Apretó la carta contra su pecho, sus pensamientos se desbordaron. Libre. La palabra parecía un sueño demasiado grande para ser cierto. Sin embargo tenía un peso que quemaba, ya no había cadenas que la amarraran a Hardtridge pero aun estaba atada.
-¿Adeline? -preguntó su madre, alarmada, al verla moverse rápidamente hacia la puerta.
Sin responder, Adeline tomó su capa y se la echó sobre los hombros. Abrochó los broches con dedos temblorosos, pero su mirada estaba fija más allá de las paredes de la casa.
-Adeline, ¿a dónde vas? -la llamó su padre, pero ella ya había cogido su capa, abierto la puerta y salido al exterior.
El aire frío le cortó las mejillas, y su aliento formó nubes de vapor mientras avanzaba con pasos decididos. El perro, todavía excitado por la visita, corrió tras ella, ladrando alegremente.
La colina donde se alzaba la mansión Thurnston se dibujaba en la distancia, sus muros en construcción destacando contra el cielo pálido del invierno. Con la carta aún en la mano, Adeline apretó el paso. Las palabras escritas seguían resonando en su mente, y sabía que solo había un lugar donde buscar respuestas.
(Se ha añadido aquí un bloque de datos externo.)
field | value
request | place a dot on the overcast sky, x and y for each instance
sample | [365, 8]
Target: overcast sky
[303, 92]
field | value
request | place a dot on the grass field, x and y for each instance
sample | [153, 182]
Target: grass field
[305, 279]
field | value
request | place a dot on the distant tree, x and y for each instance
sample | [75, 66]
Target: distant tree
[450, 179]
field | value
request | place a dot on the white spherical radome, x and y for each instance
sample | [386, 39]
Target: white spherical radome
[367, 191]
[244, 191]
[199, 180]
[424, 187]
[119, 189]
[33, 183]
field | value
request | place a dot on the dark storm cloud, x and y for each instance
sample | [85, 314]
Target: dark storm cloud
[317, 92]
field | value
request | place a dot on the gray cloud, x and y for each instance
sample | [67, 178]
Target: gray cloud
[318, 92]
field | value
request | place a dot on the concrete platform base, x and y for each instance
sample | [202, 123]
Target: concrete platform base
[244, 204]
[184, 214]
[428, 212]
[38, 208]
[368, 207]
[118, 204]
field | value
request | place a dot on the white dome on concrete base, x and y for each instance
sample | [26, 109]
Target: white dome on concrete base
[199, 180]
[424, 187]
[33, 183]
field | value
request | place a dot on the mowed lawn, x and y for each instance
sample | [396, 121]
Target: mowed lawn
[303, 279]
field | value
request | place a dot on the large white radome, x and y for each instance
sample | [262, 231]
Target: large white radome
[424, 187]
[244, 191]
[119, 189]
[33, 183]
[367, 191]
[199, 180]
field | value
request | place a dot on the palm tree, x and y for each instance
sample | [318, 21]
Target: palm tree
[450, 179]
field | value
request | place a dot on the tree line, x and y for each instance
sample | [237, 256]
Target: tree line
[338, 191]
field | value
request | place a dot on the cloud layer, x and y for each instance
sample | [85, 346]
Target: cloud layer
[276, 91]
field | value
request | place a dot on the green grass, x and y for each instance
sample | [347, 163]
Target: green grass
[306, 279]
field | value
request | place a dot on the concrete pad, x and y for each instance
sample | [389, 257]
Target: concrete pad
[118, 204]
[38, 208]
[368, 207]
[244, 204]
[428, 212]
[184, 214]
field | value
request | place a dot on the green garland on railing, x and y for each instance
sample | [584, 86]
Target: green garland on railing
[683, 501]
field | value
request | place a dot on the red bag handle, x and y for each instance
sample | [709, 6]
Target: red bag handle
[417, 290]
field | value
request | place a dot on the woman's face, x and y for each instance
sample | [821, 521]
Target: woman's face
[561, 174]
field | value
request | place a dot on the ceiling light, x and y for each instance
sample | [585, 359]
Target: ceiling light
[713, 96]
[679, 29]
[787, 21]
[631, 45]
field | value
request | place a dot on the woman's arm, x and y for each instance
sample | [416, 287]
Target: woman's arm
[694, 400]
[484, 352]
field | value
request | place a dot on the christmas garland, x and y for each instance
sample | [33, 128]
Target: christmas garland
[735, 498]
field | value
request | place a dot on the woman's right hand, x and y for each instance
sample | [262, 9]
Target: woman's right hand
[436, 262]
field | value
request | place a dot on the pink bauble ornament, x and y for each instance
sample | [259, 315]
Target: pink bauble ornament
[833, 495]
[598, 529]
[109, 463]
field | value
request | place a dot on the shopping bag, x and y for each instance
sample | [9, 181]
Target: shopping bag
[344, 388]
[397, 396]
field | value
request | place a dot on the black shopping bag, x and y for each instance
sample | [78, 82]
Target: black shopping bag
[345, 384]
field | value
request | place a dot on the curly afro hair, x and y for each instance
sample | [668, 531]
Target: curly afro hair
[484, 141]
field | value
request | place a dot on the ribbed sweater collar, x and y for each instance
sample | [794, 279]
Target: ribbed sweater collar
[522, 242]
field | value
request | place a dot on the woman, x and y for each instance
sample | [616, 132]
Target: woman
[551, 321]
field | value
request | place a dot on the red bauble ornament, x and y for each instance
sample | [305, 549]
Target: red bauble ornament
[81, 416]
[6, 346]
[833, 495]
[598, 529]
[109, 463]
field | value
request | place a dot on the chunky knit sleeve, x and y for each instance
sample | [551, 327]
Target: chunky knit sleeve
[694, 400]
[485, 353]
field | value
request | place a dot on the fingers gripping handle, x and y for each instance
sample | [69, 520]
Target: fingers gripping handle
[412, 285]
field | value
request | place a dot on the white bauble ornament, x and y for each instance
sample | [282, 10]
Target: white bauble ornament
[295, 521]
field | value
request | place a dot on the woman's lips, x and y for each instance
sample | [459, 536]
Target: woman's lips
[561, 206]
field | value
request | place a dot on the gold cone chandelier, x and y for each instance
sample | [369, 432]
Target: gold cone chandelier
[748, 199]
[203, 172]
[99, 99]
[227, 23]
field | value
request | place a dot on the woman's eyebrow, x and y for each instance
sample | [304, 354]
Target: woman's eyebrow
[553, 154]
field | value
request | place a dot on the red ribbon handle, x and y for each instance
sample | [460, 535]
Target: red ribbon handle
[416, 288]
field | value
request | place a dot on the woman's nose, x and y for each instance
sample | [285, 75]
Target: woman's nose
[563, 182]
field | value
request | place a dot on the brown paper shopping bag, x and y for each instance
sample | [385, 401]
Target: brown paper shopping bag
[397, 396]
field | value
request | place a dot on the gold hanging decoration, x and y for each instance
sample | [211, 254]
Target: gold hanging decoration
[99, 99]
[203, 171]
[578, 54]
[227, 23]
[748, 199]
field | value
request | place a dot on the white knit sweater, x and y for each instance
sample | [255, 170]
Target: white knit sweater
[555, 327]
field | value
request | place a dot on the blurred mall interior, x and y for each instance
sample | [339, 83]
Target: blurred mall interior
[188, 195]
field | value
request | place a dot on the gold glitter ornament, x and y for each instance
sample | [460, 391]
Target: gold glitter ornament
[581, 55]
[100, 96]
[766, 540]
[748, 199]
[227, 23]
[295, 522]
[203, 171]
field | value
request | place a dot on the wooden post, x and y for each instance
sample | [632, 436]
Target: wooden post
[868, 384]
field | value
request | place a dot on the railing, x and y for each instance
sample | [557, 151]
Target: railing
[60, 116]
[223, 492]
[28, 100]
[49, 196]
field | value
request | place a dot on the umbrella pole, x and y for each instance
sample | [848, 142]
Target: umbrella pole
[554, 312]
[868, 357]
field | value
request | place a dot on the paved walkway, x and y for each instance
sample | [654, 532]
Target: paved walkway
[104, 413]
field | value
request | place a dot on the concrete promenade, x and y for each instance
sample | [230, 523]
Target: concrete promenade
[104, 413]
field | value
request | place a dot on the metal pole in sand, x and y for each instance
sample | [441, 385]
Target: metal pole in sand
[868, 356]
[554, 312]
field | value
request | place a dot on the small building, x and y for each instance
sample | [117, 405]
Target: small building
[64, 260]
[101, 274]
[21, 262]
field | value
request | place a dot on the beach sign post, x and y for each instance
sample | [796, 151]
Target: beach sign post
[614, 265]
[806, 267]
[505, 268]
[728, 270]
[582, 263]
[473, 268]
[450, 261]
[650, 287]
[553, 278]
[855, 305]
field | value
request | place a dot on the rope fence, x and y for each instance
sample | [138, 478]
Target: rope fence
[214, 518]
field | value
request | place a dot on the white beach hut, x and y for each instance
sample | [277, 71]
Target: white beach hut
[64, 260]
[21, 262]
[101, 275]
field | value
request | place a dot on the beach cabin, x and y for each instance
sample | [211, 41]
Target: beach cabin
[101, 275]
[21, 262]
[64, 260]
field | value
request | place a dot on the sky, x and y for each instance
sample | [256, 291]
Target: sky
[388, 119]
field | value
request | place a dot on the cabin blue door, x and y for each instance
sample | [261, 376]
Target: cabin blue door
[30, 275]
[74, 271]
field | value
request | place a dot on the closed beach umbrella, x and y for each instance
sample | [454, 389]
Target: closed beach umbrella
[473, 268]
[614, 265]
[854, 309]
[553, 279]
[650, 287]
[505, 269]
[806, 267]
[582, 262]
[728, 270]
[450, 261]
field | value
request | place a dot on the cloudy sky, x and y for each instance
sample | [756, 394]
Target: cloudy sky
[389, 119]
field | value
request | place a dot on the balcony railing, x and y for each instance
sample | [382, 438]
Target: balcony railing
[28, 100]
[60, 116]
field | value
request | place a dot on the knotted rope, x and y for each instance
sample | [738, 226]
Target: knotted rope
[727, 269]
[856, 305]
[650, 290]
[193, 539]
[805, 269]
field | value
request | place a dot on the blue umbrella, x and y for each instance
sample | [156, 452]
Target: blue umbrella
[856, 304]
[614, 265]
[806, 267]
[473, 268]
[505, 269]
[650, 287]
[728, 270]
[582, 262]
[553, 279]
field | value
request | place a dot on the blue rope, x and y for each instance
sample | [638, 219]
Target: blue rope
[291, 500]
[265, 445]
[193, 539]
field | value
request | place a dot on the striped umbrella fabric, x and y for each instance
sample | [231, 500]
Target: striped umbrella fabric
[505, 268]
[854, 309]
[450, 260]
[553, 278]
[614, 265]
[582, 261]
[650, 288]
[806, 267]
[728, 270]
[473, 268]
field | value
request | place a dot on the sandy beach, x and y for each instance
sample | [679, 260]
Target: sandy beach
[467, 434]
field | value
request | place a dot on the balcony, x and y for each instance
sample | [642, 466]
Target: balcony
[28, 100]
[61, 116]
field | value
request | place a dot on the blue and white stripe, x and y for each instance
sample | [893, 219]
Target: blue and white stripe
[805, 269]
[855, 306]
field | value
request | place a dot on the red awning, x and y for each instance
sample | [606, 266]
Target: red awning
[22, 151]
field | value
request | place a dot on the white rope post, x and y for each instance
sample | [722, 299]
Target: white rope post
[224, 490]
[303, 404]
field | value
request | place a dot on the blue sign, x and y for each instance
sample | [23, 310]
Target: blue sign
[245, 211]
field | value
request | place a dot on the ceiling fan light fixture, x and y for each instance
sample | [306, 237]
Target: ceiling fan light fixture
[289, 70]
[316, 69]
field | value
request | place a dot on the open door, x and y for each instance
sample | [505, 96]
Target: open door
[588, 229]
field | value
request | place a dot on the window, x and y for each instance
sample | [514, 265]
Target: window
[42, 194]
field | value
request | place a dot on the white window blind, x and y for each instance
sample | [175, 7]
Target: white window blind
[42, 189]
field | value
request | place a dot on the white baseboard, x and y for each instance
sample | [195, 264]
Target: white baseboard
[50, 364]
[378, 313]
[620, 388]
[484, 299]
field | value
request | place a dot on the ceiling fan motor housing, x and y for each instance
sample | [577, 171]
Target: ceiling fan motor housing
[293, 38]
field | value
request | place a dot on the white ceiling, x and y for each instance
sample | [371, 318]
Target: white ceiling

El sonido de las obras, martillos golpeando madera, gritos de órdenes entre los trabajadores, y el crujido de carretillas llenas de escombros se mezclaban con el aire fresco del día. La mansión, aunque estaba muy lejos de estar terminada, pero la obra de su nueva cárcel había comenzado. Adeline se detuvo un momento al llegar al borde del claro, contemplando el escenario. Los hombres trabajaban sin descanso, algunos reparando las ventanas, otros cargando materiales desde un carruaje que había llegado del pueblo vecino.
En medio del caos, Jeremiah Thurnston caminaba entre los trabajadores, deteniéndose junto a un hombre que intentaba ajustar una viga mal alineada. Sin necesidad de alzar la voz, señaló el error con un movimiento brusco de la mano, y el trabajador, nervioso, corrigió de inmediato. Avanzó hacia una carretilla volcada, donde, sin esperar ayuda, la enderezó con un movimiento firme y volvió a cargarla. Sus botas estaban manchadas de barro y el aliento salía en ráfagas blancas. A pesar del frio su presencia imponía un ritmo constante a la obra.